A obra foca as mulheres que pretendem empreender ou já dão os seus primeiros passos no mercado e traz depoimentos de empreendedoras sobre os desafios de estabelecer o próprio negócio no Brasil.
Ana enfatiza que o perfil da empreendedora é bem diferente do do empreendedor. Eles, diz, têm uma ideia bacana de negócio e vão atrás, elas buscam sobrevivência.
“Aquelas que vêm do universo corporativo para o ambiente empreendedor não vêm por vontade própria, vêm porque ele ainda é, mesmo em 2022, um ambiente extremamente hostil para as mulheres.”
* Como nasceu o livro?
Todo o mundo me falava: “Você tem tanto conhecimento, tanta informação, você precisava colocar isso para que mais pessoas tivessem acesso”.
Eu queria que ele fosse um guia para que as mulheres entendessem, se identificassem e vissem exatamente quais são as questões, os desafios e as coisas bacanas de empreender. Que ele servisse também para pessoas que estudam o empreendedorismo feminismo e que fosse um livro que representasse as mulheres, porque ele não é sobre a minha história. É sobre a história de milhões de mulheres do Brasil que estão empreendendo e tentando fazer do negócio delas, um negócio que dê certo e tenha sucesso.

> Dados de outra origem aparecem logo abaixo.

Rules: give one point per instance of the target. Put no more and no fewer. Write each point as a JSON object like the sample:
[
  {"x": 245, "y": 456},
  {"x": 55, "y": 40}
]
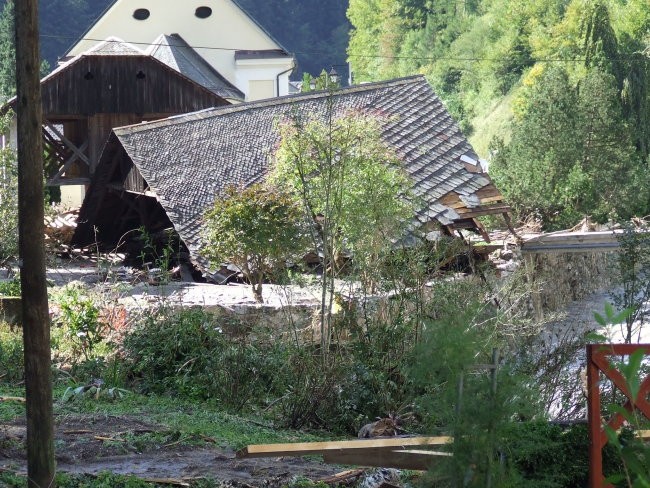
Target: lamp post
[{"x": 333, "y": 76}]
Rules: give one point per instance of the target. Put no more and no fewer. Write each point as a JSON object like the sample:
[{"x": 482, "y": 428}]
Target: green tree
[
  {"x": 352, "y": 190},
  {"x": 534, "y": 170},
  {"x": 256, "y": 228},
  {"x": 571, "y": 153}
]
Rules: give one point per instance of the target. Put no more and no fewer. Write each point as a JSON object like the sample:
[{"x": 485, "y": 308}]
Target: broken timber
[{"x": 393, "y": 452}]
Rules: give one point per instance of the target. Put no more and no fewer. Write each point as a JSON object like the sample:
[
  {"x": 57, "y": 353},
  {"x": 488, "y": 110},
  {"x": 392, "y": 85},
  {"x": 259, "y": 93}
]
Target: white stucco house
[{"x": 219, "y": 31}]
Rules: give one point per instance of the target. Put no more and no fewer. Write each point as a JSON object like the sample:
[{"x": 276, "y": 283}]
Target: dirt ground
[{"x": 92, "y": 444}]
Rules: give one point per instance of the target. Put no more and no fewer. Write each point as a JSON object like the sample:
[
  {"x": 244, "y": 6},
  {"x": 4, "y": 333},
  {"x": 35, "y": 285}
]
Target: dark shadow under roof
[{"x": 176, "y": 53}]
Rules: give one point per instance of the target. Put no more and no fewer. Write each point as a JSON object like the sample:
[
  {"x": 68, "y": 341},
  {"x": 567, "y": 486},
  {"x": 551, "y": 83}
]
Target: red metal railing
[{"x": 597, "y": 362}]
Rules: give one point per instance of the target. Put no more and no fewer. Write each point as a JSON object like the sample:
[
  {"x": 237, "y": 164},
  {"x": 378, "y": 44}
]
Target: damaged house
[
  {"x": 166, "y": 173},
  {"x": 111, "y": 85}
]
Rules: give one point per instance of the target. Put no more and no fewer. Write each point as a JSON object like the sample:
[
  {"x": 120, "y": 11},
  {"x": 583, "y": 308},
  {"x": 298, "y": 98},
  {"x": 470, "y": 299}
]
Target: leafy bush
[
  {"x": 546, "y": 455},
  {"x": 11, "y": 356},
  {"x": 10, "y": 288},
  {"x": 79, "y": 320},
  {"x": 187, "y": 353}
]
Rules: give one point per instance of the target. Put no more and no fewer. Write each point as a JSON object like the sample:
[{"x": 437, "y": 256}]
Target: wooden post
[{"x": 36, "y": 322}]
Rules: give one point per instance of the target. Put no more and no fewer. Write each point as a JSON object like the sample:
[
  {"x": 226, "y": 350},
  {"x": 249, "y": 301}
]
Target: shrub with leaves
[
  {"x": 187, "y": 353},
  {"x": 257, "y": 229},
  {"x": 79, "y": 319},
  {"x": 8, "y": 199}
]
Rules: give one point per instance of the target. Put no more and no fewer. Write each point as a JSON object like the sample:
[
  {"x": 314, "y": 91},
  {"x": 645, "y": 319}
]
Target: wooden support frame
[
  {"x": 598, "y": 362},
  {"x": 64, "y": 152},
  {"x": 68, "y": 144}
]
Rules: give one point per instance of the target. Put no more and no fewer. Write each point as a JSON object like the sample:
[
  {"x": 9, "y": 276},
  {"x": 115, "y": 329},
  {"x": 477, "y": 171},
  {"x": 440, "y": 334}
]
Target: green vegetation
[
  {"x": 554, "y": 92},
  {"x": 353, "y": 195}
]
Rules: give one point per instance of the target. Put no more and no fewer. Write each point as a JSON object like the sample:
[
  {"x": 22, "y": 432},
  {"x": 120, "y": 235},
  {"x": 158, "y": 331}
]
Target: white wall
[{"x": 228, "y": 29}]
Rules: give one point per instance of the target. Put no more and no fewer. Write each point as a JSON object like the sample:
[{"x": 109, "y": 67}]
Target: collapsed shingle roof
[
  {"x": 177, "y": 54},
  {"x": 189, "y": 160}
]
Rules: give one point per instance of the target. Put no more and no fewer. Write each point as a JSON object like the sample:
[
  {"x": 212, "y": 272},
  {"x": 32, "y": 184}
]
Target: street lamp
[{"x": 333, "y": 76}]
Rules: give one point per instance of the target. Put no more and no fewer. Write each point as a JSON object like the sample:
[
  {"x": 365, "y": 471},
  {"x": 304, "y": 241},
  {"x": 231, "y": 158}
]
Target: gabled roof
[
  {"x": 112, "y": 3},
  {"x": 189, "y": 160},
  {"x": 176, "y": 53},
  {"x": 114, "y": 46}
]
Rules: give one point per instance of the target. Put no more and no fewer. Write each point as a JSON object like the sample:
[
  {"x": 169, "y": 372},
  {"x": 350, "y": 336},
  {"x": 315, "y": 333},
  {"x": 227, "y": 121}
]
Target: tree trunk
[{"x": 36, "y": 322}]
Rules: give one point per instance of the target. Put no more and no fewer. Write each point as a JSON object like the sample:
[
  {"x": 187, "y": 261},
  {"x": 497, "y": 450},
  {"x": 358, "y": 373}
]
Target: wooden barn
[
  {"x": 112, "y": 85},
  {"x": 168, "y": 172}
]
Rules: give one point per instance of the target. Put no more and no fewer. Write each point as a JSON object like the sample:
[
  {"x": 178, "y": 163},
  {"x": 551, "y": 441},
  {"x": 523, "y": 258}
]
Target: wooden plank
[
  {"x": 479, "y": 211},
  {"x": 488, "y": 191},
  {"x": 68, "y": 181},
  {"x": 69, "y": 144},
  {"x": 385, "y": 458},
  {"x": 69, "y": 162},
  {"x": 495, "y": 199},
  {"x": 307, "y": 448}
]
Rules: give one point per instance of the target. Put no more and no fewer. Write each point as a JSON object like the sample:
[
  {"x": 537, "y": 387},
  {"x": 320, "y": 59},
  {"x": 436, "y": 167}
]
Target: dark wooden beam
[{"x": 36, "y": 319}]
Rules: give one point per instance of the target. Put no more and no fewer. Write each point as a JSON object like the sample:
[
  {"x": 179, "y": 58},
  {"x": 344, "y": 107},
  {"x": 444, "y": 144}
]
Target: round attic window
[
  {"x": 203, "y": 12},
  {"x": 141, "y": 14}
]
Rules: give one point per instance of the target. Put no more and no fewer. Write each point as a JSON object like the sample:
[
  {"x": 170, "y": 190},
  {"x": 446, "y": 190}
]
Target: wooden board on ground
[
  {"x": 316, "y": 448},
  {"x": 393, "y": 452},
  {"x": 419, "y": 460}
]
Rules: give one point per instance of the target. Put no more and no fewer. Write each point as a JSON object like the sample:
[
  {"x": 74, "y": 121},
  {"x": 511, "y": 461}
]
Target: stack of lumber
[{"x": 394, "y": 452}]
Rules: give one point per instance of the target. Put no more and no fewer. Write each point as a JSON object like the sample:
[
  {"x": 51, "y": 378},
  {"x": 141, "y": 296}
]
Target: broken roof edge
[
  {"x": 268, "y": 102},
  {"x": 112, "y": 4}
]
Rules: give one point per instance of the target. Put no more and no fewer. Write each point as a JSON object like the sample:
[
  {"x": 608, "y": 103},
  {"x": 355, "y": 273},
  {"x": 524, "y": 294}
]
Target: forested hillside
[
  {"x": 316, "y": 31},
  {"x": 554, "y": 92}
]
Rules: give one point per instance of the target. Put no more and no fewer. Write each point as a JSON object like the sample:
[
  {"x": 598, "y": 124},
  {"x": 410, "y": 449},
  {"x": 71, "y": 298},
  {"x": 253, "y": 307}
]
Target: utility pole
[{"x": 36, "y": 321}]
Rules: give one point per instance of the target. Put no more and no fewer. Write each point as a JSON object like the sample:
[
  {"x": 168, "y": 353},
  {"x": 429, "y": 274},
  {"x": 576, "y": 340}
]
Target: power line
[{"x": 644, "y": 59}]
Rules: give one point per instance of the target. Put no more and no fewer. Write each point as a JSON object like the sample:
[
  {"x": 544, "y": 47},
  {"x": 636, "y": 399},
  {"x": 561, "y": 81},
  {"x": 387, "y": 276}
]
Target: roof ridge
[{"x": 269, "y": 102}]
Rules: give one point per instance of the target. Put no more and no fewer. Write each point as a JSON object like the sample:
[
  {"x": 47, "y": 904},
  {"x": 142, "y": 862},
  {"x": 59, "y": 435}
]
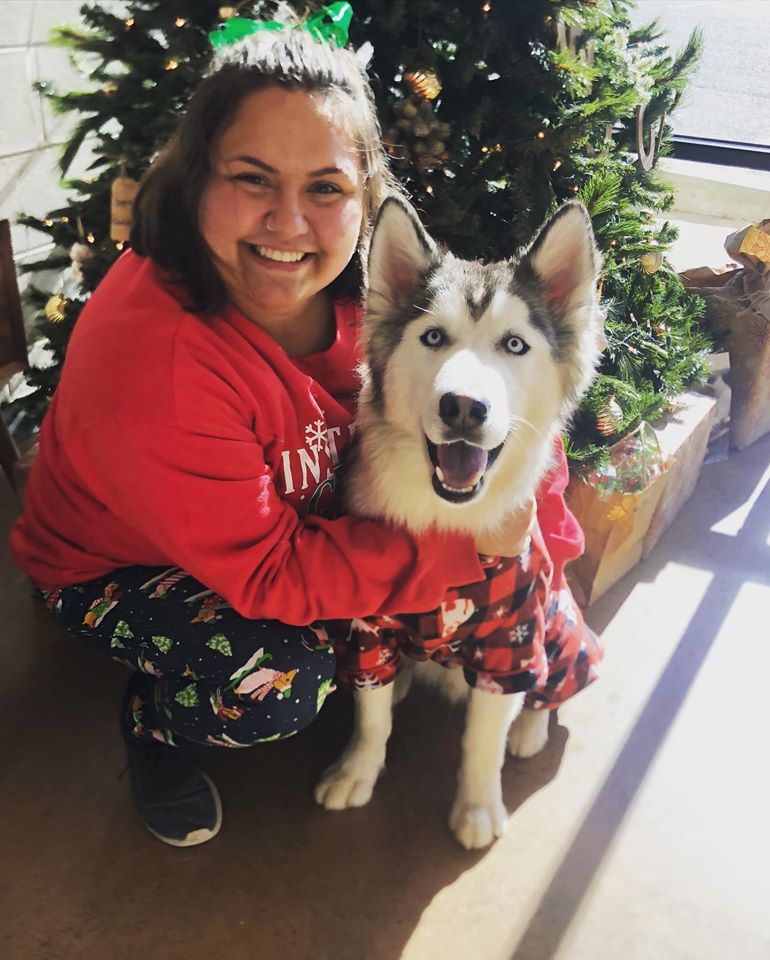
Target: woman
[{"x": 176, "y": 518}]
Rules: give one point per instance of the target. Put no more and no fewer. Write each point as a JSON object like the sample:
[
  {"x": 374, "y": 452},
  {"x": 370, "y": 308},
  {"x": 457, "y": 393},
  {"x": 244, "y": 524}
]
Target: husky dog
[{"x": 470, "y": 372}]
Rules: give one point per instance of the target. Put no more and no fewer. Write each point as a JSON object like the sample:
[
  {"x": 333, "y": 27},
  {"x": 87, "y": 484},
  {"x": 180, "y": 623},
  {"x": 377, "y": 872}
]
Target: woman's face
[{"x": 283, "y": 209}]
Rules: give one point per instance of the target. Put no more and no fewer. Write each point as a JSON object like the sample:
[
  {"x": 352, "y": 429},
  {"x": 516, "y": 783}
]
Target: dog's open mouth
[{"x": 459, "y": 469}]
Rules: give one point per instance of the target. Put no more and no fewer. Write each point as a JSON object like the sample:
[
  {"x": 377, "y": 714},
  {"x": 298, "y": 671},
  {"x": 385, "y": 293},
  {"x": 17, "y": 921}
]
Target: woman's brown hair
[{"x": 166, "y": 210}]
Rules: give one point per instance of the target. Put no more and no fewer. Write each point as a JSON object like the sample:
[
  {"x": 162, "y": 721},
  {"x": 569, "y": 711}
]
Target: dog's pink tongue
[{"x": 461, "y": 464}]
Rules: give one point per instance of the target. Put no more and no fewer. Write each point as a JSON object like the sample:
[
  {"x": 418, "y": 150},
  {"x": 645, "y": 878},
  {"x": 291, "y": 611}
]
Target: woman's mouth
[{"x": 284, "y": 259}]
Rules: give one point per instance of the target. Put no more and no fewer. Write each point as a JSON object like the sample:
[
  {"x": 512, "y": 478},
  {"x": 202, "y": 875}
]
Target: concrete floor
[{"x": 641, "y": 832}]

Queria também que a organização de textos fosse feita por uma mulher e tivesse uma mulher representativa, que fosse inspiracional, que é a Luiza [Trajano, presidente do conselho do Magazine Luiza). E a editora também.
Sobre o empreendedorismo feminino, ele é sempre ligado ao maternal? É para a mulher que “precisou se virar” para cuidar do filho ou de um familiar doente ou isso é uma visão antiga?
Os gatilhos para as mulheres empreenderem são diferentes dos dos homens. Normalmente, as mulheres empreendem por questão de sobrevivência e para continuar profissionalmente ativas. Aquelas que vêm do universo corporativo para o ambiente empreendedor não vêm por vontade própria, vêm porque o universo corporativo ainda é, mesmo em 2022, um ambiente extremamente hostil para as mulheres.
Eu digo que elas são empurradas para o empreendedorismo exatamente porque não têm acolhimento dentro ambiente corporativo, especialmente para aquelas mulheres que são mães de filhos pequenos. Para boa parte delas, a maternidade é o principal gatilho. Tanto que brincamos muito na Rede: nasce uma criança, ao mesmo tempo nasce uma mãe e, ao mesmo tempo, nasce uma empreendedora.
A maior fatia começa a empreender entre 30 e 40 anos. O momento em que a gente pensa em ter filho é exatamente quando a gente acha que o ambiente, especialmente o corporativo, não nos acolhe.
Cerca de 40% empreendem porque sustentam a família com o dinheiro que vem do negócio. Outra parte é para complementar a renda para botar comida dentro de casa.
Independentemente de vir do corporativo ou estar em uma situação vulnerabilidade, o empreendedorismo para as mulheres hoje não é uma escolha.
A grande maioria não vem empreender porque teve uma ideia bacana de negócio e vai testá-la para ver se dá certo e buscar uma oportunidade de negócio, que é o imaginário do mundo dos empreendedores. É obvio que o número de mulheres nessa condição vem crescendo um pouquinho mais, mas não é a realidade da maioria.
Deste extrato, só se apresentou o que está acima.